Addshore triaged this task as Medium priority.Wed, Jul 14, 10:05 AM
Addshore updated the task description. (Show Details)

Change 704856 had a related patch set uploaded (by Ladsgroup; author: Ladsgroup):

[mediawiki/extensions/Wikibase@master] [POC] Set $generateHtml to false in EntityContent

https://gerrit.wikimedia.org/r/704856

I just want to say that I think the effect on readers will be negligible, HTML of entity content comparing to wikitext is much faster to produce.

Also there is a rather major benefit from this that is not mentioned in the ticket, the ParserCache database is currently under pressure and as result they reduced its expiry time from 30 days to 22 days and this work will clearly help with that. (cc. @Marostegui @LSobanski).
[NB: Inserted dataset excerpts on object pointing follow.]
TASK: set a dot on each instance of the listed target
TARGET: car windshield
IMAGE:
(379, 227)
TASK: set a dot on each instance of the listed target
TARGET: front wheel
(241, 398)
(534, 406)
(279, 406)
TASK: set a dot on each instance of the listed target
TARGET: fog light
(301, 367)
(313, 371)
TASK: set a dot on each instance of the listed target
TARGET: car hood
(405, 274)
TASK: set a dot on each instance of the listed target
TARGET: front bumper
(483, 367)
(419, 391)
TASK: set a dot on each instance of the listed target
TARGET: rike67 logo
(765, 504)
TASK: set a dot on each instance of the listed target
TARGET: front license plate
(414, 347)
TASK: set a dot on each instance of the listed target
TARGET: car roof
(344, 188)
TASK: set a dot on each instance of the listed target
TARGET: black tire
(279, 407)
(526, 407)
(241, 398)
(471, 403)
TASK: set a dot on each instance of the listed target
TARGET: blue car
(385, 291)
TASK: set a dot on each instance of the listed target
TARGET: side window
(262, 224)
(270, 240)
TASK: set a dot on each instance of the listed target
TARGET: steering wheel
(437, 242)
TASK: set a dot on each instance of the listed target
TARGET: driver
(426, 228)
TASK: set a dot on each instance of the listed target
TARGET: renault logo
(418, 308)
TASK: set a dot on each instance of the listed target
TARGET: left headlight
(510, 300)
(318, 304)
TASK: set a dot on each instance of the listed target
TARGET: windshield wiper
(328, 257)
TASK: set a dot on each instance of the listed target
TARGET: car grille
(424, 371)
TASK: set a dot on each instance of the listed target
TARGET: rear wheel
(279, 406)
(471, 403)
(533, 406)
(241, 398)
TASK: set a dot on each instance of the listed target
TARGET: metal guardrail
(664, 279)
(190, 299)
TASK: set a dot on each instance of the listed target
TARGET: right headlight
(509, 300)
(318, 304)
My guess would be that this will remove around a couple tens of millions of PC entries from there (we can do a check how many wikidata entries there, let me know if want to check that).

My guess would be that this will remove around a couple tens of millions of PC entries from there (we can do a check how many wikidata entries there, let me know if want to check that).

I'd definitely be interested in that number!

My guess would be that this will remove around a couple tens of millions of PC entries from there (we can do a check how many wikidata entries there, let me know if want to check that).

I'd definitely be interested in that number!

I just looked at our ParserCache keys (dumped three random dbs from pc1007):

  • It says pc1007 has 260M entries in total (130M parsercache values)
  • Out of those 24.4M entries belong to wikidata (12.2M parsercache entry)

We wouldn't fully remove all wikidata parsercache entries, but it's safe to assume it'll be most of them meaning 10% of PC will be cleaned.

Change 704856 abandoned by Ladsgroup:

[mediawiki/extensions/Wikibase@master] [POC] Set $generateHtml to false in EntityContent

Reason:

POC is done :D

https://gerrit.wikimedia.org/r/704856